Peta Aceh Besar dan Pidie di tahun 1898, dibuat oleh Belanda, tampak daerah Sagi 22,25, dan 26 Mukim

Pengertian Mukim

Mukim berasal dari bahasa Arab, dan diartikan sebagai suatu distrik yang terdapat satu mesjid yang dipakai bersama-sama untuk sembahyang Jumat[1].

Mukim terbentuk dari minimal empat gampong. Setiap mukim dipimpin oleh seorang Uleebalang atau seorang Imuem.
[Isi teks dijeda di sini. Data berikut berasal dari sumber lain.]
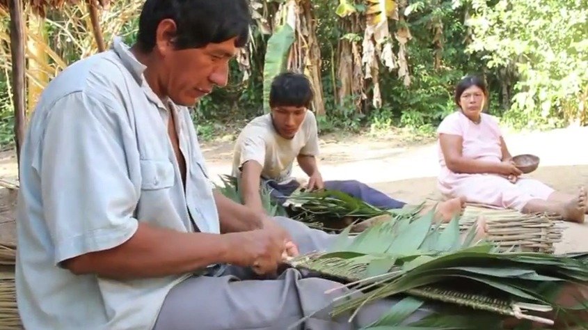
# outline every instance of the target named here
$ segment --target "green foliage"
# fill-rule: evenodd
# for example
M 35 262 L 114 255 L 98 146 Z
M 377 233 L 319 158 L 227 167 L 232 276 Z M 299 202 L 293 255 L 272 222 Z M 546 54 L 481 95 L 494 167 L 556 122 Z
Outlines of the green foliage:
M 457 324 L 475 324 L 479 317 L 498 324 L 516 313 L 523 319 L 532 315 L 545 317 L 537 312 L 550 311 L 558 317 L 571 318 L 570 312 L 585 308 L 585 301 L 564 308 L 555 301 L 564 286 L 588 281 L 588 253 L 500 252 L 491 244 L 473 239 L 473 235 L 462 239 L 459 221 L 454 219 L 442 229 L 434 224 L 432 211 L 422 216 L 401 214 L 354 239 L 346 230 L 328 251 L 300 256 L 289 262 L 351 282 L 347 286 L 353 290 L 336 299 L 333 316 L 351 311 L 355 315 L 376 299 L 409 297 L 366 329 L 471 329 Z M 443 311 L 405 324 L 423 299 L 443 303 Z
M 518 81 L 506 120 L 516 127 L 587 123 L 588 1 L 474 0 L 468 50 L 484 55 L 488 69 L 514 68 Z
M 243 204 L 241 191 L 239 187 L 240 180 L 238 178 L 227 175 L 220 175 L 220 177 L 223 185 L 215 183 L 215 188 L 227 198 L 239 204 Z M 271 217 L 286 215 L 284 207 L 272 200 L 270 192 L 269 189 L 265 185 L 262 184 L 260 186 L 260 196 L 266 214 Z
M 277 29 L 267 41 L 263 70 L 263 109 L 269 113 L 269 91 L 273 78 L 285 68 L 285 61 L 294 40 L 294 31 L 287 24 Z

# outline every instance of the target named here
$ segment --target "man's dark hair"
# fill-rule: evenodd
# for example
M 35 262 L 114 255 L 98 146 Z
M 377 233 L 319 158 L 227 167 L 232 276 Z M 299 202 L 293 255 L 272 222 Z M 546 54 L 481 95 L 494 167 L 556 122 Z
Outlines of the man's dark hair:
M 137 45 L 148 53 L 155 47 L 159 23 L 173 19 L 178 49 L 200 48 L 237 37 L 235 47 L 247 44 L 251 14 L 247 0 L 146 0 L 139 17 Z
M 314 94 L 310 81 L 299 73 L 283 72 L 276 76 L 269 91 L 269 107 L 310 107 Z

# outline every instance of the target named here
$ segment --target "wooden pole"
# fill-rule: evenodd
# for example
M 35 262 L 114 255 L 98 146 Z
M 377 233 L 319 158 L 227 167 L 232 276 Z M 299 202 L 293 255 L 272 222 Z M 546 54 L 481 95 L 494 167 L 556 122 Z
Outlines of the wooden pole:
M 13 97 L 15 106 L 15 142 L 17 162 L 20 168 L 20 147 L 24 139 L 26 120 L 24 14 L 22 0 L 8 2 L 8 11 L 10 13 L 10 54 L 13 60 Z
M 95 0 L 87 0 L 88 10 L 90 11 L 90 21 L 92 22 L 92 32 L 98 45 L 98 52 L 102 53 L 106 50 L 104 38 L 102 37 L 102 30 L 100 29 L 100 20 L 98 19 L 98 3 Z

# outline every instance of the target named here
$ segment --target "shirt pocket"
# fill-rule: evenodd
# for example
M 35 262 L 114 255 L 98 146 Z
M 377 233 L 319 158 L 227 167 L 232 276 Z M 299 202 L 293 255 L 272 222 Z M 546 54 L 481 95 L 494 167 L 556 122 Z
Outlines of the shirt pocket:
M 169 188 L 173 186 L 175 179 L 173 164 L 168 159 L 141 159 L 141 175 L 143 190 Z

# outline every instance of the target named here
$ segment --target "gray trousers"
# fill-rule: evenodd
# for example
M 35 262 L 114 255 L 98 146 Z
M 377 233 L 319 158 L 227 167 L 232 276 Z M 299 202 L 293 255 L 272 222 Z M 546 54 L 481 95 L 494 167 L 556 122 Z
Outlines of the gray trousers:
M 324 251 L 335 238 L 294 220 L 274 219 L 289 232 L 301 253 Z M 397 301 L 381 299 L 366 305 L 351 322 L 349 315 L 332 318 L 329 306 L 349 291 L 339 289 L 329 294 L 325 291 L 340 286 L 323 278 L 303 278 L 293 269 L 285 270 L 277 278 L 258 279 L 249 269 L 229 266 L 216 276 L 192 277 L 173 288 L 164 302 L 154 330 L 355 329 L 376 320 Z M 420 310 L 410 321 L 429 313 Z M 305 322 L 291 327 L 313 313 Z

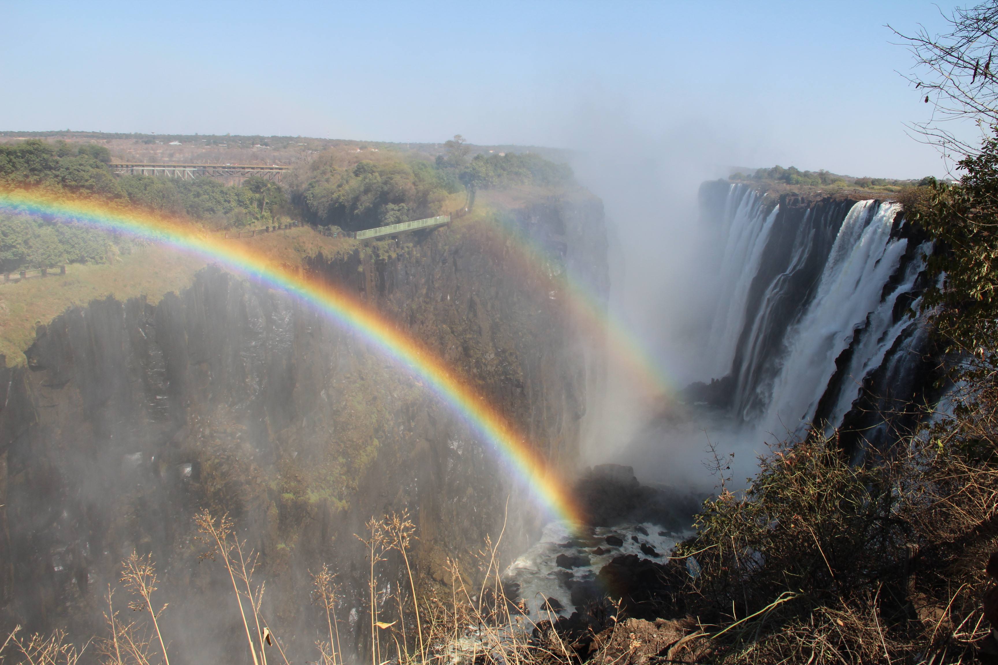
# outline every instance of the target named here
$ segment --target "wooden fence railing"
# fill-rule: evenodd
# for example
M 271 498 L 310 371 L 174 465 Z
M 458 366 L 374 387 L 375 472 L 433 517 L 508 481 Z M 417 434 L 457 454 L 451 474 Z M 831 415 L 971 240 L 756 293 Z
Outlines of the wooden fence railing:
M 251 238 L 257 235 L 263 235 L 264 233 L 273 233 L 276 231 L 282 231 L 285 228 L 297 228 L 301 225 L 300 221 L 289 221 L 286 224 L 274 224 L 272 226 L 264 226 L 263 228 L 253 228 L 249 231 L 224 231 L 224 237 L 227 238 Z
M 17 272 L 5 272 L 3 273 L 3 281 L 5 284 L 10 282 L 19 282 L 25 279 L 31 279 L 33 277 L 48 277 L 49 275 L 65 275 L 66 266 L 57 265 L 51 268 L 32 268 L 31 270 L 18 270 Z

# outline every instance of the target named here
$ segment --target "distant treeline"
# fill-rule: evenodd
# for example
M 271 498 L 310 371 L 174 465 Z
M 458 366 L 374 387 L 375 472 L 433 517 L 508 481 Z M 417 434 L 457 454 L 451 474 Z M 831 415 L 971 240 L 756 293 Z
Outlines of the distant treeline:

Beberapa mukim membentuk suatu "Nanggroe" yang dipimpin oleh Uleebalang.

Dalam bekas Kesultanan Aceh, di Aceh Besar sekitarnya, dibentuklah federasi mukim yang disebut Sagoe Mukim atau Sagi Mukim. Federasi ini disebut juga dengan Aceh Lhèè Sagoë.
Mukim Sagoe dipimpin oleh seorang Panglima Sagoe atau Panglima Sagi.

Ketiga Sagoe Mukim itu adalah :

  1. Sagi XXV Mukim, dibentuk dari 25 Mukim.
  2. Sagi XXVI Mukim, dibentuk dari 26 Mukim.
  3. Sagi XXII Mukim, dibentuk dari 22 Mukim.

Sagi XXV Mukim dan Sagi XXVI Mukim daerahnya dipisahkan oleh Krueng Aceh. Sagi XXV Mukim di kiri dan berpusat di mesjid Indrapurwa Pancu[2].
Sagi XXVI Mukim dikanan dan berpusat di mesjid Ladong. Sagi XXII Mukim menguasai daerah di bagian selatan dan berpusat di mesjid Indrapuri[3].

Sejarah Aceh Lhèè Sagoë

Di masa Sultanah Tajul Alam Safiatuddin memimpin[4], Syeikh Abdur Rauf mengajukan sebuah konsepsi reformasi tata negara Kerajaan Aceh untuk merombak sistim pewarisan jabatan Sultan. Dikarenakan ada kejadian dimana Aceh pernah dipimpin oleh Sultan/Sultanah yang tidak cakap, sehingga menimbulkan konflik-konflik.
Konsepsi tersebut mengatur berbagai hal, salah satunya tentang pembagian kekuasaan Wilayah Aceh Besar menjadi tiga sagi, yang dikenal dengan Aceh Lhèè Sagoë.

Dalam konsepsi itu, Syeikh Abdur Rauf mengatur, ketiga pemimpin Sagi (Sagoë) bersama Qadhi Malikul Adil berhak mengangkat dan menurunkan sultan dari jabatannya. Sementara daerah di luar Aceh Lhèè Sagoë diberi hak otonomi yang luas, dimana kepala daerahnya bertindak sebagai sultan kecil yang tunduk kepada Sultan Aceh[5].